La théologie doit résister à cette réduction en réaffirmant la dimension universelle et objective de sa Vérité. La Révélation est une Parole de Dieu qui porte une prétention de réalité sur le cosmos et l’histoire, car « le christianisme n’est pas une religion du livre mais une religion de Parole… » (S’inspirant de l’enseignement sur la primauté du Verbe Incarné sur l’Écrit). Le Verbe, le Logos, est le principe de l’ordre, l’antidote au chaos informatif.
Que faire alors ?
Défier le relativisme par l’authenticité
Le plus grand défi du relativisme pour la foi n’est pas intellectuel, mais pratique. La crédibilité de la Vérité chrétienne dépend de la manière dont ses porteurs vivent. Face aux fake news et aux manipulations, la seule réponse vraiment subversive est l’authenticité radicale : la cohérence éthique de la communauté croyante. C’est en incarnant l’amour, la justice et la paix que l’Église devient un signe de contradiction, un lieu où la Vérité (Jésus-Christ) se manifeste et libère réellement.

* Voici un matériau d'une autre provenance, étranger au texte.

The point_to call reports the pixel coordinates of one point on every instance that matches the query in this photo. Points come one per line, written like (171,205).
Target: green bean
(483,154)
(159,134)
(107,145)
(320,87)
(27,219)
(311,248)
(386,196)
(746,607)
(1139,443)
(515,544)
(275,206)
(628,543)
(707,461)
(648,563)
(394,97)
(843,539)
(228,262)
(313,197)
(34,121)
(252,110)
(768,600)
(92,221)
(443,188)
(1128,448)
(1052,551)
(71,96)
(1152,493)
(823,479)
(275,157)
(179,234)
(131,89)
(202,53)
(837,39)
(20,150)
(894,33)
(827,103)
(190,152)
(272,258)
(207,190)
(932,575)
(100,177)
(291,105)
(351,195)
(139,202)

Le théologien Hans Urs von Balthasar insistait sur la primauté de la beauté (esthétique théologique). Dans un monde de bruit, la Vérité doit être rayonnante : elle ne se prouve pas, elle se montre. C’est le témoignage d’une vie transformée qui perce le brouillard de la post-vérité, prouvant que la Révélation est une vérité qui donne sens, loin du chaos des informations éphémères.